Los generales criticaron, desde el comienzo, la estrategia militar de Rumsfeld, la llamada “guerra barata”, con un desplazamiento de apenas 135.000 hombres. La “guerra barata” intentaba resolver la cuadratura del círculo: la necesidad de ir a la guerra en un cuadro de crisis internacional, de creciente déficit presupuestario y de impopularidad interna de la guerra. Para los generales, esta política los exponía a una catástrofe. El primero en señalarlo fue el jefe del Estado Mayor Conjunto, el general Erik Shinseki, a principios del año pasado; le costó el puesto. Con el fracaso de la ocupación y el ascenso de la resistencia, los generales golpean la puerta del Pentágono para cobrar la factura.
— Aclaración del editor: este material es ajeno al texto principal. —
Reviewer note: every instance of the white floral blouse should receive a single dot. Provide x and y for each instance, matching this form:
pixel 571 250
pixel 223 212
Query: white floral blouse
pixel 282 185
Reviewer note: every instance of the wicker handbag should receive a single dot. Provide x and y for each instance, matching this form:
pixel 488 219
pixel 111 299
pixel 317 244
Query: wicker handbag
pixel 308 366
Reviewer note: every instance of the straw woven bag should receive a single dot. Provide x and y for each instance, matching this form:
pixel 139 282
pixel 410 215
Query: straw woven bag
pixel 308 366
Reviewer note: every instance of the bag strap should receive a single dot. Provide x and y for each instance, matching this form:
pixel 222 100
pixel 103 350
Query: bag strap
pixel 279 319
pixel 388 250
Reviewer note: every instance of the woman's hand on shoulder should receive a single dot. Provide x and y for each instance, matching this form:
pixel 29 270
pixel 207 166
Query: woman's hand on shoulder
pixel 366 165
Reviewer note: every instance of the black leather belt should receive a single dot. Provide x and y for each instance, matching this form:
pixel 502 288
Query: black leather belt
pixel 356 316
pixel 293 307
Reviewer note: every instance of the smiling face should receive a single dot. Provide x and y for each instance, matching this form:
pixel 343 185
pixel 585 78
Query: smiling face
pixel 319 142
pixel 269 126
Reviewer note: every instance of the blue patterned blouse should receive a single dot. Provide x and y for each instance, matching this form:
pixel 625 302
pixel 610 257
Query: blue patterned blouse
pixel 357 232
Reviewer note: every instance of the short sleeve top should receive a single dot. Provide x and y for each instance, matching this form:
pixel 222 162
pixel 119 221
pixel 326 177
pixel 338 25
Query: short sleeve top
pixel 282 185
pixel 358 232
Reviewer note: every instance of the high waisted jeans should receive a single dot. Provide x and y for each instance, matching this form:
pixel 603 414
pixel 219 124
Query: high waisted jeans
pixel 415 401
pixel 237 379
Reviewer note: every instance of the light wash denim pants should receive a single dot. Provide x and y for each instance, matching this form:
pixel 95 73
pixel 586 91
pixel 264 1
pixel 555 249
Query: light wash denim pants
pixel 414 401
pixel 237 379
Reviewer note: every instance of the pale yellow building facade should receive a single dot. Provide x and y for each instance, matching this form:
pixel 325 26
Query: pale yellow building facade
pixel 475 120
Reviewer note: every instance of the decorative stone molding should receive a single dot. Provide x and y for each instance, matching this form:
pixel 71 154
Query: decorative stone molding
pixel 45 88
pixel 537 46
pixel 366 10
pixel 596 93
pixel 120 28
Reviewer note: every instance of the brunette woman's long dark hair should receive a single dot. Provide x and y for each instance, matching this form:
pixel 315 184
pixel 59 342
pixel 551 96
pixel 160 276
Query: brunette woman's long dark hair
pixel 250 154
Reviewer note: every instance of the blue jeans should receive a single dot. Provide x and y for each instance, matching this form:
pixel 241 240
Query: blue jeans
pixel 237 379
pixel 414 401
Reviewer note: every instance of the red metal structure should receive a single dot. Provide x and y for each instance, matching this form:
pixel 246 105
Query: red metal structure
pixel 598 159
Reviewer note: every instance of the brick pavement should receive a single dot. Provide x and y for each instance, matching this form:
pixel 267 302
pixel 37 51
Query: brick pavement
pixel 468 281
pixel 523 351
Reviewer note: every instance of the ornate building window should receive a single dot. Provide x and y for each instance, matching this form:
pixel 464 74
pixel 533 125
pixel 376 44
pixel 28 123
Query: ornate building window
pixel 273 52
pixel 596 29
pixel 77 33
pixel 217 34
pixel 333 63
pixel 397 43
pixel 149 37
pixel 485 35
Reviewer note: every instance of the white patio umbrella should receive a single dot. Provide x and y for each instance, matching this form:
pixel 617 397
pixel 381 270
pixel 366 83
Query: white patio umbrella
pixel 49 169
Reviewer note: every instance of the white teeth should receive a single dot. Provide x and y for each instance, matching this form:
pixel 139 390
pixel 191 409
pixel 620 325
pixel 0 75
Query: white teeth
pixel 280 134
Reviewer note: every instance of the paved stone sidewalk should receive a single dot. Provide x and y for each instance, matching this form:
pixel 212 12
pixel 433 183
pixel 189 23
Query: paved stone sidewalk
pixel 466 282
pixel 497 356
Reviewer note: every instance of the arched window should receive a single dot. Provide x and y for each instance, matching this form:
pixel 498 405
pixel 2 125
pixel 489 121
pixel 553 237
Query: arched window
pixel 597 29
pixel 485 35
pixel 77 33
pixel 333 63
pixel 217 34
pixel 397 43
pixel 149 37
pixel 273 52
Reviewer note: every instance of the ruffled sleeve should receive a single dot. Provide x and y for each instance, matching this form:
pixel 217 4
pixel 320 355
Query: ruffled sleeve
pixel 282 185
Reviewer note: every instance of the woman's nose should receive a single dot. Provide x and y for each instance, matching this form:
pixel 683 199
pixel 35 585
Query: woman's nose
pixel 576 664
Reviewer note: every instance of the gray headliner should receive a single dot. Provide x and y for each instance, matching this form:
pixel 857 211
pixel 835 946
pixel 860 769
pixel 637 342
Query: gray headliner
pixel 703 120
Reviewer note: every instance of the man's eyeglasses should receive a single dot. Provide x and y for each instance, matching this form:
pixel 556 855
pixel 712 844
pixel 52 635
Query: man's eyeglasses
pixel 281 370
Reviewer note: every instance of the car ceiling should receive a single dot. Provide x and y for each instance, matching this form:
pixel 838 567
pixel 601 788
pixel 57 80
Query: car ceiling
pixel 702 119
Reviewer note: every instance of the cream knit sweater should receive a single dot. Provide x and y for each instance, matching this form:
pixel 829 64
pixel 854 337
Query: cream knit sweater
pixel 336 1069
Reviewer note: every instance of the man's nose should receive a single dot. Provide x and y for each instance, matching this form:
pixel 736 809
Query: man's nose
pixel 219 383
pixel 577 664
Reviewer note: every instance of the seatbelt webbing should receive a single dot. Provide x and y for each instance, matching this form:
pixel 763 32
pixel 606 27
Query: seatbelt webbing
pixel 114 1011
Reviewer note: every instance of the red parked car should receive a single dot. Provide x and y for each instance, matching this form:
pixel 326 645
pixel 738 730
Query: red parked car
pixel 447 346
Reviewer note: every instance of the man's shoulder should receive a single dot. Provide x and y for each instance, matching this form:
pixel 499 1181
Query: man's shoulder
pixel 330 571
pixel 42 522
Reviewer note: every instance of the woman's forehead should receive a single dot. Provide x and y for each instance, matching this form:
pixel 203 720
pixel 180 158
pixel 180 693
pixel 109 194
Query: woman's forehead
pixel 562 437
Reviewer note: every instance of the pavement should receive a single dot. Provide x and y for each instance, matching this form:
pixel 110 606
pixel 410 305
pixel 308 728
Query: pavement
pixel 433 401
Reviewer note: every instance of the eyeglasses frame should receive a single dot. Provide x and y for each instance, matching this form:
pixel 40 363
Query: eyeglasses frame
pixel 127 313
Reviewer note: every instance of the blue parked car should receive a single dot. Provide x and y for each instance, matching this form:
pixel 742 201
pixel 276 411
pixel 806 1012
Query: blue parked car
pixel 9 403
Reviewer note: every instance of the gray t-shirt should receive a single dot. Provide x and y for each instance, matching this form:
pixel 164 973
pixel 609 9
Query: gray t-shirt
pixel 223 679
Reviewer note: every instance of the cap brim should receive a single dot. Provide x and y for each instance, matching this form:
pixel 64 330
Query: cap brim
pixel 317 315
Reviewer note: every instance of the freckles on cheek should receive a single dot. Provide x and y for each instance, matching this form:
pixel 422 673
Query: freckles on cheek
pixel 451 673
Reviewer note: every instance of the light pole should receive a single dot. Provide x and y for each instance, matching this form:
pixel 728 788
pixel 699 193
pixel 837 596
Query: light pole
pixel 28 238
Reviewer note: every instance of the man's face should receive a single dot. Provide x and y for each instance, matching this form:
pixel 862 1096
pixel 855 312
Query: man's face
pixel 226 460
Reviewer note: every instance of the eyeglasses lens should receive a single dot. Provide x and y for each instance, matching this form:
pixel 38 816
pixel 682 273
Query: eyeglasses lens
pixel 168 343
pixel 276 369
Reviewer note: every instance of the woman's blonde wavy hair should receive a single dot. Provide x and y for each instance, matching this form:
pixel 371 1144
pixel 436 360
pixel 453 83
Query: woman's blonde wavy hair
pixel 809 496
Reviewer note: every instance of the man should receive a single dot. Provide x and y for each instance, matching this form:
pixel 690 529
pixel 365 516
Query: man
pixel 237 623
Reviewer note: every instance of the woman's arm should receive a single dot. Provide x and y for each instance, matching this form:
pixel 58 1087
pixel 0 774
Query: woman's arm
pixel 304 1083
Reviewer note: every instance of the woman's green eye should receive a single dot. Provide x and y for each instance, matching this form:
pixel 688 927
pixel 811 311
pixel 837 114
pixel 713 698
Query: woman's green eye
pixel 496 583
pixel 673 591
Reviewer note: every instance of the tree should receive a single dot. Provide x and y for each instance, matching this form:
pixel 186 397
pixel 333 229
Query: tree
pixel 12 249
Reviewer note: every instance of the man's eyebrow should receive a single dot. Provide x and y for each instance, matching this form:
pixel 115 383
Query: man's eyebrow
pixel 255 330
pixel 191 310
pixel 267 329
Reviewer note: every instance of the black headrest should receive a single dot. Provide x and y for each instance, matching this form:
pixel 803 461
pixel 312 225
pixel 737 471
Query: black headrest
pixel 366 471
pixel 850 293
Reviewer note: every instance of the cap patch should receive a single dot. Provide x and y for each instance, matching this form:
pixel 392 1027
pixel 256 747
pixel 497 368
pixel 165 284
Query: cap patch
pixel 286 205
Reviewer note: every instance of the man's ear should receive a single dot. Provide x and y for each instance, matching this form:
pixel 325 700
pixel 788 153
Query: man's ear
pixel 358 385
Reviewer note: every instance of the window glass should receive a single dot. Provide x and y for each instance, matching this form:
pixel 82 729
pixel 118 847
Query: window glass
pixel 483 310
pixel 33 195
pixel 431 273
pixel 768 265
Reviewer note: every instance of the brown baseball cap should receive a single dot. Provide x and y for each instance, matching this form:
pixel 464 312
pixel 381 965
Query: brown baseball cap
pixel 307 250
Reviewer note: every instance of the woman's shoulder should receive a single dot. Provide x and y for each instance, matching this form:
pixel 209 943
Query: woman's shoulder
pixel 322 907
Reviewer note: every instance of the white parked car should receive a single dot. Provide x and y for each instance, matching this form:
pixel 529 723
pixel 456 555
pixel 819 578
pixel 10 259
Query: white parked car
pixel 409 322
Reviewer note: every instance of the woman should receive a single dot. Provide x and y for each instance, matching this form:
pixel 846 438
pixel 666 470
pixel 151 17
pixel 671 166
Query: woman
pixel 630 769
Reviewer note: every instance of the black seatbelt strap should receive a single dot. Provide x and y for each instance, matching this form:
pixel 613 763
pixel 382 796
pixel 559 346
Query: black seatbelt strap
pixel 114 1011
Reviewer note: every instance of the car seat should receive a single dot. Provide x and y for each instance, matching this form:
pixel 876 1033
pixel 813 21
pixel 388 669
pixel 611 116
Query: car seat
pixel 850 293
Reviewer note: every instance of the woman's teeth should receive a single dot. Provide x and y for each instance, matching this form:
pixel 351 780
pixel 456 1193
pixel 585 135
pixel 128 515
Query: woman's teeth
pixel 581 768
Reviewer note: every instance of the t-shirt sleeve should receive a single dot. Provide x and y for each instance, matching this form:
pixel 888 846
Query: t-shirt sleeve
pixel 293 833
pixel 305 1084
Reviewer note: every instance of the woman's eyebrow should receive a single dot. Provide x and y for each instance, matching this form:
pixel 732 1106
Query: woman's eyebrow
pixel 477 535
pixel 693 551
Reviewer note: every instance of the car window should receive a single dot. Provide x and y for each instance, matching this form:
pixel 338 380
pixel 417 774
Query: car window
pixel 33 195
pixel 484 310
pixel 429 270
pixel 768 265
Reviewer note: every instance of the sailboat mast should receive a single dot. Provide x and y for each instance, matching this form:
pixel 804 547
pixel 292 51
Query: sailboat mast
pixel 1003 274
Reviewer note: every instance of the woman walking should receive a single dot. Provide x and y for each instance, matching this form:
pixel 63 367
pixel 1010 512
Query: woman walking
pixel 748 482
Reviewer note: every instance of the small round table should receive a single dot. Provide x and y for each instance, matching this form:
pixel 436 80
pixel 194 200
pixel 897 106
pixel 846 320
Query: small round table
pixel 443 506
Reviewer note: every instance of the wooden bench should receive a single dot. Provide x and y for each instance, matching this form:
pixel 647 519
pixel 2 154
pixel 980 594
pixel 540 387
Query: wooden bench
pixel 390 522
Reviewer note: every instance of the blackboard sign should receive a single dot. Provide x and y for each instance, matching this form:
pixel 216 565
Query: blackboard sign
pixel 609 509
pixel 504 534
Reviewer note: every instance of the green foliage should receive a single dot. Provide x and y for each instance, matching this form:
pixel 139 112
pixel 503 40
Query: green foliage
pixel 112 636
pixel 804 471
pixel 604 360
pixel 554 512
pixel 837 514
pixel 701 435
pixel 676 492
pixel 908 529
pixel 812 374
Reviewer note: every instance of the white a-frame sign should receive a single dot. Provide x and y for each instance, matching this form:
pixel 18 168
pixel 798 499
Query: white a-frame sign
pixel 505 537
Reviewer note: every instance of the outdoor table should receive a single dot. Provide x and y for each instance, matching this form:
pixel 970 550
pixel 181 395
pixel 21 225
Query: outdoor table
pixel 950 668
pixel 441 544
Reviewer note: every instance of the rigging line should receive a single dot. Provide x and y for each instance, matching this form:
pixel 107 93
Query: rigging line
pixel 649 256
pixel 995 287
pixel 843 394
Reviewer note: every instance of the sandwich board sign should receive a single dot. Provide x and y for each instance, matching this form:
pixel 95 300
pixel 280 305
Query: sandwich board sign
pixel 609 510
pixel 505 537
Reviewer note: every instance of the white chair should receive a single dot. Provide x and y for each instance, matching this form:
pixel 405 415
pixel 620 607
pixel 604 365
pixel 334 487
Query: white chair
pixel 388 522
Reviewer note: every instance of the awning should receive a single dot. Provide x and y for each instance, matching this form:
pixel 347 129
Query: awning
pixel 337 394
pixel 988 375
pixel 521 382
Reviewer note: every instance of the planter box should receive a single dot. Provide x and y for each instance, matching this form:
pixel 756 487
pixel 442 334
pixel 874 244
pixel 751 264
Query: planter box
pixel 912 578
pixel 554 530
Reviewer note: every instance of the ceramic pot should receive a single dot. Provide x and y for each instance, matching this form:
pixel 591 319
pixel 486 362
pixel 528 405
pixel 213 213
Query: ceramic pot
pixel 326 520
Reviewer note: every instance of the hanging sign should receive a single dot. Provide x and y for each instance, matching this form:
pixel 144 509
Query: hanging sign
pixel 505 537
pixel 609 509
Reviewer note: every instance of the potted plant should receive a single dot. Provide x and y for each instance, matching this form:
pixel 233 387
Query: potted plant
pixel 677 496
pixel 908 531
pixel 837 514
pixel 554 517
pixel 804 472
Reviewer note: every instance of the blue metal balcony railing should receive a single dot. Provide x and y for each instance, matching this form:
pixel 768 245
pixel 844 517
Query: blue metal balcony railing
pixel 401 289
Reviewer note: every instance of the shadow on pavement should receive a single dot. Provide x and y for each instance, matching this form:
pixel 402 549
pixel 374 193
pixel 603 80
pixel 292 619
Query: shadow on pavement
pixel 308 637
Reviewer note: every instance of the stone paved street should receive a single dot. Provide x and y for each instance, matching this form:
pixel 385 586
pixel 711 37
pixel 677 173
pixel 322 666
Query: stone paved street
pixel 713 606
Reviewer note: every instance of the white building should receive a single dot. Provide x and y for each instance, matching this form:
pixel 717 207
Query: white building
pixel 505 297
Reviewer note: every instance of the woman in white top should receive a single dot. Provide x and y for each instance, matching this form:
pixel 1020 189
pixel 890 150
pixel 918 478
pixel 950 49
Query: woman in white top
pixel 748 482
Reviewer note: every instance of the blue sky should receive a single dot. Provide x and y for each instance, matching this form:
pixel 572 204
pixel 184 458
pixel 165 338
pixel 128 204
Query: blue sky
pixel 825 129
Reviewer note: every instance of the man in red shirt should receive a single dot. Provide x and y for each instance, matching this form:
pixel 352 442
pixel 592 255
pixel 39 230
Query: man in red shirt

En un detallado informe sobre la crisis militar, The Washington Post (9/5) señala la existencia de “profundas divisiones acerca del curso de la ocupación”. Cita a un coronel retirado que sostiene que “los militares están locos como el infierno” con Rumsfeld; un general y ex consejero de la CIA, por su parte, afirma que “muchos de mis amigos están muy enojados”. Todos ellos reclaman el despido del jefe del Estado Mayor y de Rumsfeld y Wolfowicz. El País (20/5), al describir cómo los jefes del Pentágono y los militares se acusaron mutuamente por la responsabilidad de ordenar las torturas, habla de “una guerra entre civiles y uniformados en el Pentágono”.


Esta fractura ya ha tenido sus consecuencias sobre el terreno. El “arreglo” por el cual los marines norteamericanos se retiraron de Fallujah, dejando la ciudad bajo el control de una milicia local dirigida por un ex general del ejército de Saddam, parece haber sido impuesto por los mandos militares al gobierno y a Rumsfeld, que propiciaban arrasar con la ciudad. Los intelectuales “neoconservadores” que asesoran a Rumsfeld denunciaron el “arreglo” casi como una traición que “debilita al gobierno de Bush” (Financial Times, 21/5).


La reacción de los servicios de inteligencia, del generalato, del Parlamento y de la prensa revela la conciencia de sectores decisivos de la burguesía norteamericana acerca de la fractura en el aparato del Estado provocada por la camarilla de Bush-Rumsfeld.


“El mundo temía un exceso de hegemonía norteamericana –recuerda un editorialista italiano–, y ahora debe enfrentarse al hecho de la ausencia de liderazgo en los Estados Unidos” (Corriere della Sera, 20/5).